I intend this to be the last to say on this year's Baseball Hall of Fame controversy.
I said my piece about the Bonds and Clemens controversy here.
Aaron Fitzpatrick has a summary of Dan Le Batard's "giving his ballot away" here. (Read it especially if you don't know the controversy.)
I do have a disagreement with one of Le Batard's objections to the voting system. He thinks it's absurd that Greg Maddux didn't get 100% of the vote this year.
I have one explanation why it might happen, and why no one's received unanimous induction. And it has nothing to do with the logic of, "If Babe Ruth didn't get 100%, Maddux doesn't." That's immature and irrational.
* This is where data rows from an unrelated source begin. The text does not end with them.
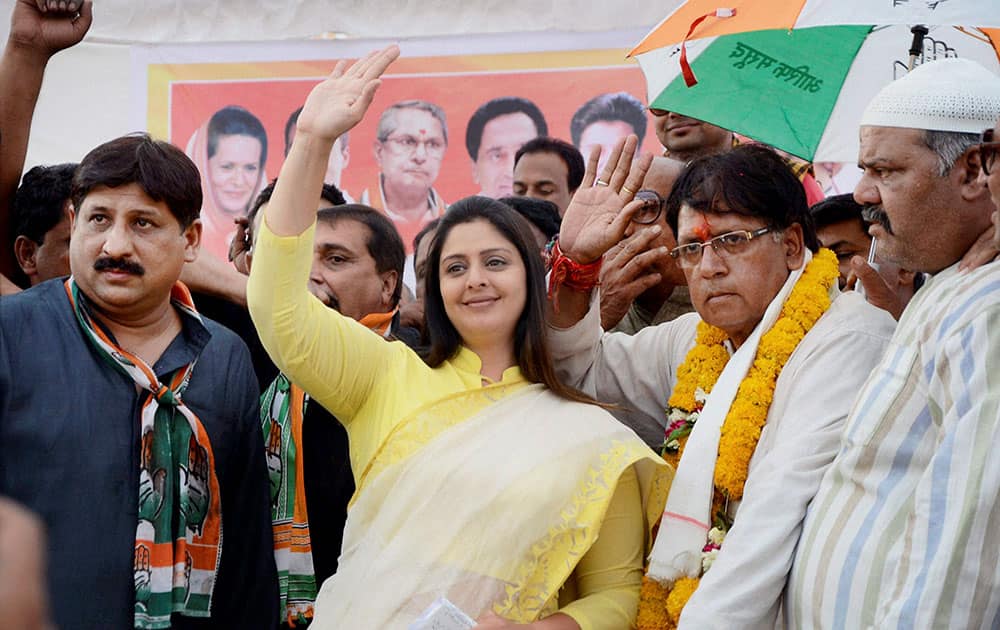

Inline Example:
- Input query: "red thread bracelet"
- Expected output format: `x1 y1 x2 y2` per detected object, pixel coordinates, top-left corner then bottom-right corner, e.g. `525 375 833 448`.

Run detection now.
549 239 603 300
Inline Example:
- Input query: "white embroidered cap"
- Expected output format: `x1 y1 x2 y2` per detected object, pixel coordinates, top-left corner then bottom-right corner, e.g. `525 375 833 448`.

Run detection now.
861 59 1000 133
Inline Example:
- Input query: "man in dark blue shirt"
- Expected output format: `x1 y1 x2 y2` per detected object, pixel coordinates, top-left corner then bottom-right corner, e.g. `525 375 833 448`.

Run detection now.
0 135 278 629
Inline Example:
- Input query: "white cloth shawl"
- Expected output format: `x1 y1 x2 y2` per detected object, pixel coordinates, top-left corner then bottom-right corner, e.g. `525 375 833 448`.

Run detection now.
649 249 812 584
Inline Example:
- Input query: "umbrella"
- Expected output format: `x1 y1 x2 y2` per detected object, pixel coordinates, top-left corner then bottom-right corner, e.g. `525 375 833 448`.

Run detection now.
630 0 1000 162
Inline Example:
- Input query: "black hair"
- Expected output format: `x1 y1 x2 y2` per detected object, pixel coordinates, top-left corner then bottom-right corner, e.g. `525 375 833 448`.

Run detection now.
247 178 347 243
465 96 549 162
666 144 819 253
10 162 79 245
424 196 594 403
206 105 267 168
514 136 586 193
70 133 202 229
285 107 350 157
497 196 562 240
413 217 441 256
569 92 646 150
809 193 869 233
316 203 406 306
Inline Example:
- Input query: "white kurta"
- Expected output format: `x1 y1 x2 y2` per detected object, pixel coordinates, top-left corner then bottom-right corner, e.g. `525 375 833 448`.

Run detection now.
785 263 1000 630
549 292 895 628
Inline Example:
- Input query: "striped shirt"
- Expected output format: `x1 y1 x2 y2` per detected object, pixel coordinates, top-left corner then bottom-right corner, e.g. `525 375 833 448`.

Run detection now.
785 264 1000 630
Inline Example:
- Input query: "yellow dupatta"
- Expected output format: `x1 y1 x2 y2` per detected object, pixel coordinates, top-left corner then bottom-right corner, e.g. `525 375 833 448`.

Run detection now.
314 383 670 629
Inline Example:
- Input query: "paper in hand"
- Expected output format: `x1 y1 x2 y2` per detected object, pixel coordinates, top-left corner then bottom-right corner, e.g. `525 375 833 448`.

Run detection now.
408 597 476 630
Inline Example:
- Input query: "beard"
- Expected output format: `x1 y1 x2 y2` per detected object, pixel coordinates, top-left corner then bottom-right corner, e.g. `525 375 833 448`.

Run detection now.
861 205 894 234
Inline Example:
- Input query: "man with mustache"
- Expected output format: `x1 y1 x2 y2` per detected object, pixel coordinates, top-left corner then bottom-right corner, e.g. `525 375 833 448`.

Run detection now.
549 137 894 628
242 184 419 625
785 59 1000 628
361 100 448 266
649 107 823 205
0 135 278 628
809 194 924 321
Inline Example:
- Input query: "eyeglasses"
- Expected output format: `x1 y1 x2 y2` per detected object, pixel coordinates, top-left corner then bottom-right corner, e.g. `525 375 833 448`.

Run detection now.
979 129 1000 175
670 227 772 267
632 188 667 225
382 136 447 158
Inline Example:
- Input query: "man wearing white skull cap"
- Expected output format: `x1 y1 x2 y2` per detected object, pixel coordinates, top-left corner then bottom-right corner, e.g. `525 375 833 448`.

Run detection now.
784 59 1000 629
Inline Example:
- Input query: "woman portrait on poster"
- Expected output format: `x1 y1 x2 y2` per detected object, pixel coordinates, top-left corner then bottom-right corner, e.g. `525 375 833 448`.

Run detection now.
248 46 670 630
187 105 267 260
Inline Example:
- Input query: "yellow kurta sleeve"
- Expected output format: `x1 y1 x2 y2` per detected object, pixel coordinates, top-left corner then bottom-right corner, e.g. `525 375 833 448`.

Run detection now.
247 221 430 426
559 466 645 630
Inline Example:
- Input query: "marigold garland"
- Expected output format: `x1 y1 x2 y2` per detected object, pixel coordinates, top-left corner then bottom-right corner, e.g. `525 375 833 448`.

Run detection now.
637 249 839 630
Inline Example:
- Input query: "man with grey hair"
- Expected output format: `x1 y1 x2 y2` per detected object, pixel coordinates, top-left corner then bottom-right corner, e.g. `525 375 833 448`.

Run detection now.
785 59 1000 628
360 100 448 255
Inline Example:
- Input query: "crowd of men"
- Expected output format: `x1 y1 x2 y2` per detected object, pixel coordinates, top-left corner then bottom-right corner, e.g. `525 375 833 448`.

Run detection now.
0 1 1000 628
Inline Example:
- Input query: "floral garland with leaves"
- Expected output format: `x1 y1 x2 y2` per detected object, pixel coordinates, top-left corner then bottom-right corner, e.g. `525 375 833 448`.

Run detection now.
637 249 839 630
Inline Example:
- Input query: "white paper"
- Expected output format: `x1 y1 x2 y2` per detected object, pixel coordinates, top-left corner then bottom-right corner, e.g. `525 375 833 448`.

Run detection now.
409 597 476 630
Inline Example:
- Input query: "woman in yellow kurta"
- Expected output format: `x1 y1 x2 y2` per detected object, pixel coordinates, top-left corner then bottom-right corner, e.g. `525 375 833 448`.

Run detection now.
248 47 669 630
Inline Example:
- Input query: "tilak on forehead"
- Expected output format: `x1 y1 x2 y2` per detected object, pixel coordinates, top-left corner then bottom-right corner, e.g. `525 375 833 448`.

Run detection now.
694 212 712 242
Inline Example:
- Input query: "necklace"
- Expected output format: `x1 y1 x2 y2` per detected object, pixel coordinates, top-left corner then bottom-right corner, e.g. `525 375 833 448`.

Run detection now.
637 249 839 630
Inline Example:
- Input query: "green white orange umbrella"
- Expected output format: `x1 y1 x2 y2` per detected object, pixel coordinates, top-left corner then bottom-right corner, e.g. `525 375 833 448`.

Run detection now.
630 0 1000 162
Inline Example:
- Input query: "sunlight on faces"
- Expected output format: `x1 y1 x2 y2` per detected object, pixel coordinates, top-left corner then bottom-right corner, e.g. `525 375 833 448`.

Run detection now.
579 120 642 173
413 232 434 302
816 220 872 289
677 205 805 345
19 200 72 286
472 112 538 199
653 112 732 154
438 220 528 348
514 151 573 216
625 157 687 286
69 183 201 318
854 127 989 273
208 135 262 216
309 218 396 319
375 109 447 190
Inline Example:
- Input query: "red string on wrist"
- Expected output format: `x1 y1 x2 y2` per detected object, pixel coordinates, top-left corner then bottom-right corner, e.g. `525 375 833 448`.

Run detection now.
549 237 603 300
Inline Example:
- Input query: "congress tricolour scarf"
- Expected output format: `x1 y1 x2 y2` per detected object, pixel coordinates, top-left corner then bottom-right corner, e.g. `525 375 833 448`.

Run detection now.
66 277 222 628
260 310 396 628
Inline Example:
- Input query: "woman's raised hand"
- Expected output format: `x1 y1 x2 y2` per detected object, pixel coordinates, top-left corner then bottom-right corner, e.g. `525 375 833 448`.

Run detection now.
559 135 653 264
298 44 399 142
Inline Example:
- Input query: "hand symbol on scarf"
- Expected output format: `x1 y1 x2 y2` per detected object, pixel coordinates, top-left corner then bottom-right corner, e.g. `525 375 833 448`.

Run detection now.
135 545 153 602
180 435 210 533
264 420 282 505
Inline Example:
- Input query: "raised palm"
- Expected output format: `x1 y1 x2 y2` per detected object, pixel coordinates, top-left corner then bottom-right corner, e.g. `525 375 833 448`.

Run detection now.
559 136 652 263
298 45 399 146
10 0 93 56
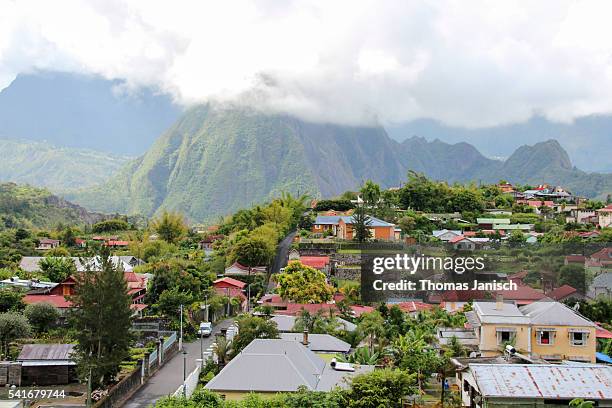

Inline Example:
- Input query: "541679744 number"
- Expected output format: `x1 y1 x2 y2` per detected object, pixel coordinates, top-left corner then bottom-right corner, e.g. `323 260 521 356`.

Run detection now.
8 388 66 399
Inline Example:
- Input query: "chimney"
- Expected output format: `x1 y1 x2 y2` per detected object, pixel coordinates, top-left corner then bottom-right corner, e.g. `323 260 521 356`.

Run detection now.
495 293 504 310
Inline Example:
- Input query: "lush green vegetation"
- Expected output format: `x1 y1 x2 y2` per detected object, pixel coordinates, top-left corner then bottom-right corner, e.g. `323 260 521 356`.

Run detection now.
0 139 128 193
0 183 109 230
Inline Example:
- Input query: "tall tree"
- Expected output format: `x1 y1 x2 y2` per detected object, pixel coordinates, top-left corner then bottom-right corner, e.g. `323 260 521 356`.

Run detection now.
152 211 187 244
38 256 76 283
0 312 32 358
353 205 372 242
357 310 385 352
70 247 132 391
359 180 381 208
273 261 334 303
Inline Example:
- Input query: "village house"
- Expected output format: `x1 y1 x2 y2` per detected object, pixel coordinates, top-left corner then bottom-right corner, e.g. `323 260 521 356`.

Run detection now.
516 200 555 214
597 204 612 228
466 298 597 363
103 239 130 248
493 224 535 235
0 276 57 290
587 272 612 299
19 255 139 272
565 208 597 224
204 339 374 400
36 238 61 251
431 229 462 242
270 315 357 333
584 247 612 276
457 364 612 408
213 276 247 312
546 285 587 302
476 218 510 230
199 234 225 251
23 271 147 315
223 261 267 276
279 331 351 355
298 256 330 275
312 215 395 241
497 183 516 193
17 344 78 386
448 235 491 251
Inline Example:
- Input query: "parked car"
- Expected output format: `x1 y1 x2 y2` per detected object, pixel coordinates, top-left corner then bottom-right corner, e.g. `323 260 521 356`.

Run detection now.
198 322 212 337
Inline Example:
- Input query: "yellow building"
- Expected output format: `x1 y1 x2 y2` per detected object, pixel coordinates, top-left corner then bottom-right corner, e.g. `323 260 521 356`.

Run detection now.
468 300 596 362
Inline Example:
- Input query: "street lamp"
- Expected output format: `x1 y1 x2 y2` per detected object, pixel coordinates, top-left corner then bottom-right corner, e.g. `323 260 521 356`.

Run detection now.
183 349 187 398
200 330 204 368
179 305 183 350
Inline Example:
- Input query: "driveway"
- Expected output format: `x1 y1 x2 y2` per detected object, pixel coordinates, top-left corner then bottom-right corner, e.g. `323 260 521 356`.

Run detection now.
123 319 232 408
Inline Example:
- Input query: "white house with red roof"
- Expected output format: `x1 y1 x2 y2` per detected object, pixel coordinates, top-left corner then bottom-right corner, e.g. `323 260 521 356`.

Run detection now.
213 276 247 311
23 272 147 314
224 261 267 276
597 204 612 228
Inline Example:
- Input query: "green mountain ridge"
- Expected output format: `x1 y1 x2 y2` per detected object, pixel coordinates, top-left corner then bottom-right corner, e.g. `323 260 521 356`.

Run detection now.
66 105 612 221
0 139 129 193
0 183 110 230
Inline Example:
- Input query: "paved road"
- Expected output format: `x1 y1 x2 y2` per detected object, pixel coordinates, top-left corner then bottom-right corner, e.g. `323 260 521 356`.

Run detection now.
123 320 231 408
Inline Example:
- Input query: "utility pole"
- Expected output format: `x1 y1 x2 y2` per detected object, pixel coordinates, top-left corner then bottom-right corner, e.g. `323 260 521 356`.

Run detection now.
183 350 187 398
87 365 92 408
200 331 204 368
179 305 184 351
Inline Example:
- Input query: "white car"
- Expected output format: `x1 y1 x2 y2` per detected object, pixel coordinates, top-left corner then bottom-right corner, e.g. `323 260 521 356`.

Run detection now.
198 322 212 337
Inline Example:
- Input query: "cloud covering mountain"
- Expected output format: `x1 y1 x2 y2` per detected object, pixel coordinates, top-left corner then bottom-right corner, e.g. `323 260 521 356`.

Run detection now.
0 0 612 127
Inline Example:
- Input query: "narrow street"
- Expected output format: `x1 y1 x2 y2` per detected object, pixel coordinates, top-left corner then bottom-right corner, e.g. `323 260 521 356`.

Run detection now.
123 319 231 408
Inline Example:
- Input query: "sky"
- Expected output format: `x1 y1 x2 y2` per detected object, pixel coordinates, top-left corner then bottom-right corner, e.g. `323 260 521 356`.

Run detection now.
0 0 612 127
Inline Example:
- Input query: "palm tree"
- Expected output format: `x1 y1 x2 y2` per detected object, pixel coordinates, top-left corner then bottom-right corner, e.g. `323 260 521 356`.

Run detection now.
357 310 385 352
213 336 232 369
336 347 381 365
I do, however, see a situation of leaving Maddux off the ballot as an outgrowth of strategic thinking in an overcrowded ballot. The strategy is imagining how other voters will behave.
For example: let's say I believe there are 11 worthy candidates, yet only ten spaces on the ballot. (To simplify, let's leave Bonds and Clemens out of this example; pretend they never existed.) Maddux is the class of the candidates. I know that most other voters are far more selective than I am in considering who's deserving, and they will all vote for Maddux. Confident that he'll be elected in any case, I'd be tempted to leave him off my ballot and vote for my 11th-favorite candidate, whom I also believe is worthy of induction.
I believe this is a fair and rational action in a flawed system. And it means no disrespect to Maddux, or to any other of the elites of the elites of any other year. It just reflects rational action of a flawed system: "This candidate doesn't need my vote, but this other candidate does."